Démocratie directe et représentativité peuvent aussi être pensées comme complémentaires. « Les interpellations sont souvent un moment de socialisation politique et de pédagogie réciproque, observe François Schreuer. Cela a souvent permis de nouer un dialogue qui a rapproché les points de vue. Mais le travail politique a une valeur ajoutée : cette capacité de l’opposition à suivre un dossier et à contester les décisions d’un pouvoir. L’interpellation citoyenne peut avoir un rôle pour débloquer ou médiatiser une situation. Mais cela ne va pas remplacer la politique. »

« L’interpellation citoyenne peut avoir un rôle pour débloquer ou médiatiser une situation. Mais cela ne va pas remplacer la politique. », François Schreuer, conseiller communal Vega (Liège)

Encore faut-il que le citoyen se sente légitime dans sa démarche. Cette reconnaissance peut s’opérer par la mise en place d’éléments concrets : l’interpellation se déroule-t-elle en début ou en fin de conseil communal ? Se passe-t-elle sur un coin de table ou dans un espace dédié, dans l’architecture des lieux, à la parole citoyenne ? Pour Sofie Merckx, conseillère communale PTB à Charleroi, l’interpellation n’est finalement peut-être pas l’outil le plus adéquat. « Elles sont peu utilisées parce que cela fait peur.

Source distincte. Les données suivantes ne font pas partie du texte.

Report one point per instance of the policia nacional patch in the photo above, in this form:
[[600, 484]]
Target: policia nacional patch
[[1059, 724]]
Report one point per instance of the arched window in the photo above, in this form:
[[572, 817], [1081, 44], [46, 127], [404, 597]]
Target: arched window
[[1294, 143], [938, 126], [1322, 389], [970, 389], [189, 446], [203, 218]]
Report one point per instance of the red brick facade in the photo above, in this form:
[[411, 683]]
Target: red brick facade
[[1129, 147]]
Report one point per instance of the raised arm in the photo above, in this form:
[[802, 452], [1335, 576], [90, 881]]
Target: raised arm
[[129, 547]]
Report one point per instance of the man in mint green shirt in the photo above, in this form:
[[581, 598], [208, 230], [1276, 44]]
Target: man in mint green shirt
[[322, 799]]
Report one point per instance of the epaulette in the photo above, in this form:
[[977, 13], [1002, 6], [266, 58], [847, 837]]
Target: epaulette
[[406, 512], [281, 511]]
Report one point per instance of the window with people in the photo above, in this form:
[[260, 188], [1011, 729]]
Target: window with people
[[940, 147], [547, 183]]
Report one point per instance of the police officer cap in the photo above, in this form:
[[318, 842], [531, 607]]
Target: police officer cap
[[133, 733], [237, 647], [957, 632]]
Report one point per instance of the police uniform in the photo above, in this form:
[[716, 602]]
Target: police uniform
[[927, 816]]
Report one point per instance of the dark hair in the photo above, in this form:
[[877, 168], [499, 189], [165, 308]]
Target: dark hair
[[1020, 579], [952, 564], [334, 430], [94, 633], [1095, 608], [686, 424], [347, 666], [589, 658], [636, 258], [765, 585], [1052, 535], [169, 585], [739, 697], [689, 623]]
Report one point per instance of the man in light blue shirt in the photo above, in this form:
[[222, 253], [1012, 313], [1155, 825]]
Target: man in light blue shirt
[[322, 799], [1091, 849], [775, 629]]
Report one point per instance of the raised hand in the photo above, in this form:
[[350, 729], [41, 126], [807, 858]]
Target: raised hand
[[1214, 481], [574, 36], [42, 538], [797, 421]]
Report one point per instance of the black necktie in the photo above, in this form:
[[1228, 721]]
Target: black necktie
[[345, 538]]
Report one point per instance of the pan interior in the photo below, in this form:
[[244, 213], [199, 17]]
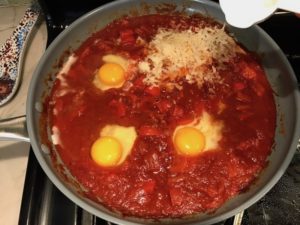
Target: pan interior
[[277, 68]]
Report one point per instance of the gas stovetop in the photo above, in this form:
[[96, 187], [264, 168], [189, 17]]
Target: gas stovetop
[[44, 204]]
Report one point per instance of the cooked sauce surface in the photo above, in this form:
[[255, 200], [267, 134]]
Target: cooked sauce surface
[[234, 111]]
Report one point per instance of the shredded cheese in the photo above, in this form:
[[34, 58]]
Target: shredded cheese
[[194, 54]]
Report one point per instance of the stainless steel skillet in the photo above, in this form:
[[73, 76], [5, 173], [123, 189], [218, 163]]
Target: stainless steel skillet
[[280, 76]]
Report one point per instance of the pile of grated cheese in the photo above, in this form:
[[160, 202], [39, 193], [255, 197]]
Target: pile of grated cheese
[[195, 54]]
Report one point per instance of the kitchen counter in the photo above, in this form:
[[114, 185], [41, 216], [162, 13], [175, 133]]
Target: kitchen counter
[[14, 155]]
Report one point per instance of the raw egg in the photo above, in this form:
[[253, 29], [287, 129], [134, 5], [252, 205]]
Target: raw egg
[[202, 134], [112, 74], [113, 146], [106, 151]]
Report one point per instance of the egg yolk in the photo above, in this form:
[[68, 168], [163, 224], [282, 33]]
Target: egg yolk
[[111, 74], [106, 151], [189, 141]]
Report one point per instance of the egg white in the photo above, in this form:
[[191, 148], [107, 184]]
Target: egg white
[[110, 58], [125, 135]]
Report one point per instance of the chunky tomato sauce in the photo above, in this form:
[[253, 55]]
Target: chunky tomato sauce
[[154, 181]]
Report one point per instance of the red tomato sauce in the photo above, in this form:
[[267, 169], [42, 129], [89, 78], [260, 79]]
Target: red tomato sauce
[[154, 181]]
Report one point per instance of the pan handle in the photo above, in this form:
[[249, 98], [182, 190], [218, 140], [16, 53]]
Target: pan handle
[[14, 129]]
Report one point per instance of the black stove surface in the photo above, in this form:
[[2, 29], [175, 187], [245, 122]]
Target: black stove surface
[[43, 203]]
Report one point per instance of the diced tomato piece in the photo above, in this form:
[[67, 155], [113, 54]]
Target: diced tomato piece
[[149, 186], [258, 89], [127, 37], [164, 105], [245, 115], [179, 165], [243, 97], [59, 105], [149, 131], [178, 112], [248, 72], [154, 91], [239, 86], [185, 121], [176, 196], [119, 107], [139, 82]]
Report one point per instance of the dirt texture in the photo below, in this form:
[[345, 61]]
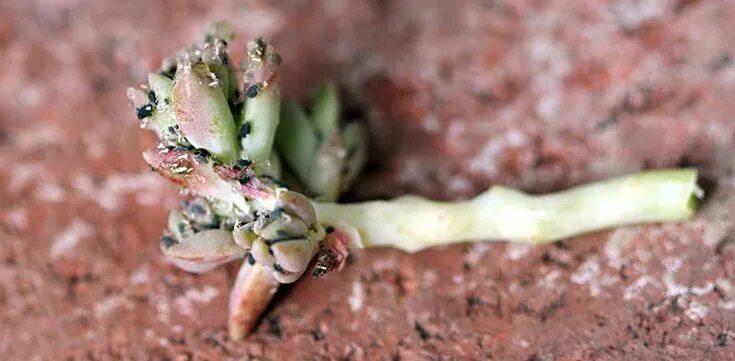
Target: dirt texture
[[458, 95]]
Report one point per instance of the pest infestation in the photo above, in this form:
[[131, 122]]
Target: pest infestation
[[261, 178]]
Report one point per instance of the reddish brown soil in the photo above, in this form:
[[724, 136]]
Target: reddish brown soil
[[458, 95]]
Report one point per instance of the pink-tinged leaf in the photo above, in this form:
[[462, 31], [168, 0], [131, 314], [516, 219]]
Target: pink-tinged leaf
[[202, 251], [335, 249], [253, 290], [182, 168], [294, 256], [202, 112]]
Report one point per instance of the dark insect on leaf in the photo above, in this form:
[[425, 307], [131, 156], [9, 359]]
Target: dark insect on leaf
[[144, 111]]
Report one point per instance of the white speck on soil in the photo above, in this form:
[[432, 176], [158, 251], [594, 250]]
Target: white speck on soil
[[517, 251], [634, 290], [696, 311], [109, 195], [70, 237], [590, 273], [50, 192], [672, 265], [476, 253], [140, 276], [357, 297]]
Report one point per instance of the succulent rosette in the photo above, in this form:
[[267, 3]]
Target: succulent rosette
[[259, 180]]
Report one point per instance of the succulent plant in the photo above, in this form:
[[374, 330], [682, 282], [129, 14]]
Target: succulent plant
[[260, 179]]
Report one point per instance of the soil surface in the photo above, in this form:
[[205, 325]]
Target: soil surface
[[458, 95]]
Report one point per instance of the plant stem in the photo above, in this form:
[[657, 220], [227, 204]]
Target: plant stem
[[413, 223]]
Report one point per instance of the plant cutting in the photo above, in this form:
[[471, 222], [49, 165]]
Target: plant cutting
[[260, 181]]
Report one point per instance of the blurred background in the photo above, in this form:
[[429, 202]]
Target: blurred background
[[539, 95]]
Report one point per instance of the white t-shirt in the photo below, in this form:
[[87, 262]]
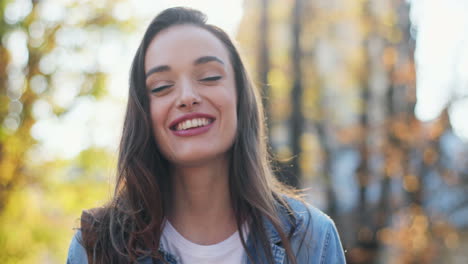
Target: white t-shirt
[[229, 251]]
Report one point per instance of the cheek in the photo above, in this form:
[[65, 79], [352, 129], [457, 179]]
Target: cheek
[[158, 115]]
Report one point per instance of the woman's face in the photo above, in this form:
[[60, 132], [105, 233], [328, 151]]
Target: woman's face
[[191, 88]]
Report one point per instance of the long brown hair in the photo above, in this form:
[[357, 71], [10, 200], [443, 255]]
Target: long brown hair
[[130, 225]]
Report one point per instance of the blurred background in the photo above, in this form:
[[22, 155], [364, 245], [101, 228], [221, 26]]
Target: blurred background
[[367, 105]]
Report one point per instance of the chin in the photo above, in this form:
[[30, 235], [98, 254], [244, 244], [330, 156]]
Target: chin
[[197, 158]]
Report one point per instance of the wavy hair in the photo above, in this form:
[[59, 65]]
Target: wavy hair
[[130, 225]]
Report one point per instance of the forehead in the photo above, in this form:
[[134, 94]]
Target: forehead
[[182, 44]]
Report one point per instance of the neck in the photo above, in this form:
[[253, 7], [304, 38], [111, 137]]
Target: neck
[[201, 207]]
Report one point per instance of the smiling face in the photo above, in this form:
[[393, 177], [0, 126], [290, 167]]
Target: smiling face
[[191, 88]]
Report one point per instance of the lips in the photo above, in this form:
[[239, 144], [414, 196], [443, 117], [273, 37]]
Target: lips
[[191, 121]]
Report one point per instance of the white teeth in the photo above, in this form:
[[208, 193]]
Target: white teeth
[[196, 122]]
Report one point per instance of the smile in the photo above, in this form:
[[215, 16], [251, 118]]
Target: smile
[[192, 123]]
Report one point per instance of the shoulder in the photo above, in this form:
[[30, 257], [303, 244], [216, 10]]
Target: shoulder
[[76, 251], [315, 239]]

Par contre, une fois que les citoyens sont présents au conseil et que le débat est ouvert, ils ont envie de donner leur avis. » Raison pour laquelle le PTB propose dans son programme un temps de parole pour les habitants en début de conseil communal, au moment où les conseillers communaux interpellent la majorité.

Si elle ne remet pas en cause la pertinence du dispositif, Françoise Kunsch-Lardinoit, échevine à la Ville de Huy responsable de la citoyenneté (idHuy), considère quant à elle que d’autres espaces de participation sont plus pertinents : « Nous devons veiller à l’intérêt général, ce qui n’est pas toujours ce que le citoyen veut. Des tas d’autres lieux me paraissent plus efficaces et font participer des personnes de différents milieux et sexes sur un plus long terme. » Et de citer pour exemples les conseils consultatifs des aînés ou encore les panels mis sur pied autour de projets urbanistiques.

  1. https://www.belgium.be/fr/la_belgique/pouvoirs_publics/communes/competences.
  2. « La parole des citoyens peu entendue en assemblée », Le Soir, 8 mai 2018.
  3. Charles Picqué au conseil communal du 28 juin 2018.
  4. Réponse de Charles Picqué à l’interpellation citoyenne, conseil communal du 1er mars 2018.
Marinette Mormont

Marinette Mormont

Coordinatrice web, contact freelances, journaliste (social, santé, logement).